今日はコンピュータの話題ではないので興味がない人はスルーして頂きたい。
本書は今まで手にした書籍の中で飛び抜けているかも知れない。手にした瞬間びっくりした。非常に薄いからだ。なんと、本文がP.50そこそこしかない。要点はそこじゃないだろ!と自分でも思うが、この点が一番印象に残ってしまったので、どうしても冒頭で述べておきたかった。
ちなみに、本書ではNHK受信制度は日本国憲法にそぐわないということが丁寧に説明されている。筆者である天野氏によると、それは放送法自身が日本国憲法から逸脱しているからだそうだ。放送法に疑問を持ってモヤモヤしている人がスッキリするには最適の一冊であると言える。
書評でネタバレをしてもしょうがないので、あまり中身にはふれないでおこうと思う。以下もくじ。
- 放送法は「法律」とは言えない
- 放送法施行規則は「規則」とは言えない
- 憲法に受信契約締結義務はない
- 公共の福祉のためなら費用は国庫負担
- 強制契約は「契約」とは言えない
- 英国BBCとの比較は無意味
- 受信料裁判で勝てない理由
- 放送法の制定過程
「薄い」というのを好意的に取れば、よくまとまって要点が絞りこまれているとも言える。P.50そこそこなので直ぐ読んでしまえるので、時間のない人でも読めるというのは利点かも知れない。

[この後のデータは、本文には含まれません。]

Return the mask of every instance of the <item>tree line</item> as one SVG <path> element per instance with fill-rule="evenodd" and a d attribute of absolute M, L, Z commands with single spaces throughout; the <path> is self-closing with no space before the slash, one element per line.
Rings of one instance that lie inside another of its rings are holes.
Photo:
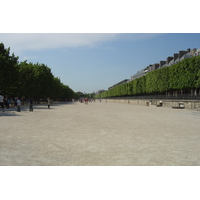
<path fill-rule="evenodd" d="M 79 98 L 77 93 L 52 74 L 47 65 L 19 62 L 18 59 L 14 53 L 10 54 L 10 48 L 0 43 L 0 91 L 4 95 L 35 100 L 48 97 L 54 100 Z"/>
<path fill-rule="evenodd" d="M 200 56 L 184 59 L 170 67 L 147 73 L 141 78 L 111 88 L 96 98 L 200 93 Z"/>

本書を読んで、筆者は「公共放送は今のあり方でいいのか」ということを考えるようになった。公共放送に求められるべき要件とはどのようなものだろうか。すぐに頭の中に浮かんだのは次のようなことだ。
- 放送の内容が中立であること。
- 放送される映像のライセンスが再配布可能なものであること(例えばCCLのように)
- ユーザーからのフィードバックを番組に反映させること
- 経費の使途が公開されていること
- 料金が安いこと、または税金で運営されていること
こういうことは多くの人が考え、声を出していかないと変わらないと思うので、ぜひ多くの人に本書を手にとってみて頂きたいと思う。まあ「公共放送がこれからも本当に必要なのか?」という根本的な疑問もあるかと思う。(テレビ離れが進めば必要ないのは自明だからだ。)

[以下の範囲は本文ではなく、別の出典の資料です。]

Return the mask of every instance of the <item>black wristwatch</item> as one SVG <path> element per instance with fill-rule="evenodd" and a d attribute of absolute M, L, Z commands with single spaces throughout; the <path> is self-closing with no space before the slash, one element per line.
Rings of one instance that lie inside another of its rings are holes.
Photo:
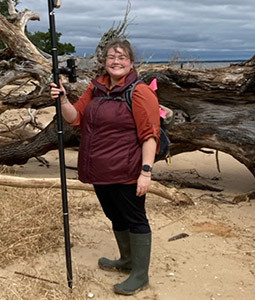
<path fill-rule="evenodd" d="M 142 170 L 144 172 L 151 172 L 152 171 L 152 167 L 150 165 L 143 165 L 142 166 Z"/>

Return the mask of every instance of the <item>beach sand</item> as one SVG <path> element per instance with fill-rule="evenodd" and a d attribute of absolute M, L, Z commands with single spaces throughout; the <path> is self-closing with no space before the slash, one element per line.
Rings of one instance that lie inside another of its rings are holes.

ところで、放送法の第六十四条には、次のような条文がある。(本書では関連する法令として、旧第三十二条として紹介されているので注意)
第六十四条 協会の放送を受信することのできる受信設備を設置した者は、協会とその放送の受信についての契約をしなければならない。ただし、放送の受信を目的としない受信設備又はラジオ放送(音声その他の音響を送る放送であつて、テレビジョン放送及び多重放送に該当しないものをいう。第百二十六条第一項において同じ。)若しくは多重放送に限り受信することのできる受信設備のみを設置した者については、この限りでない。

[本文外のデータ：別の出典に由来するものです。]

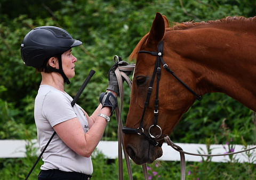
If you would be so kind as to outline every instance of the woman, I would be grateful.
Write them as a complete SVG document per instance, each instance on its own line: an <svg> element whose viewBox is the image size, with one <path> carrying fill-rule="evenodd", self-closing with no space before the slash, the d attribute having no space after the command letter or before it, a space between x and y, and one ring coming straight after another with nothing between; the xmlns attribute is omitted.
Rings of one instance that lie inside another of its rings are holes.
<svg viewBox="0 0 256 180"><path fill-rule="evenodd" d="M43 155L38 179L90 179L91 155L116 107L118 88L113 70L108 90L91 116L78 105L71 106L73 98L64 91L64 84L75 75L77 59L71 48L82 43L63 29L45 26L28 32L21 44L25 64L42 75L34 112L41 151L57 133Z"/></svg>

この条文を裏返して読むと、「協会の放送を受信することができない受信設備を設置した者は、協会とその放送の受信についての契約をしなくてもよい。」と読めるのだが、例えば思考実験として、NHKの電波だけを受信できないフィルタをつけたテレビを開発したら、受信契約の扱いはどうなるだろうか。もしそれで受信契約が必要ないという話になれば、爆発的に売れる可能性はないだろうか。メーカーがそういう商品を開発しないのはなぜだろうか。などということを考えてしまう。話の脱線はこのへんにしよう。
ここらで強引にまとめると、本書はページ数は少ないが、スッキリと要点がまとまっているので、普段から放送法に疑問をいだいてモヤモヤしている人に最適な一冊である。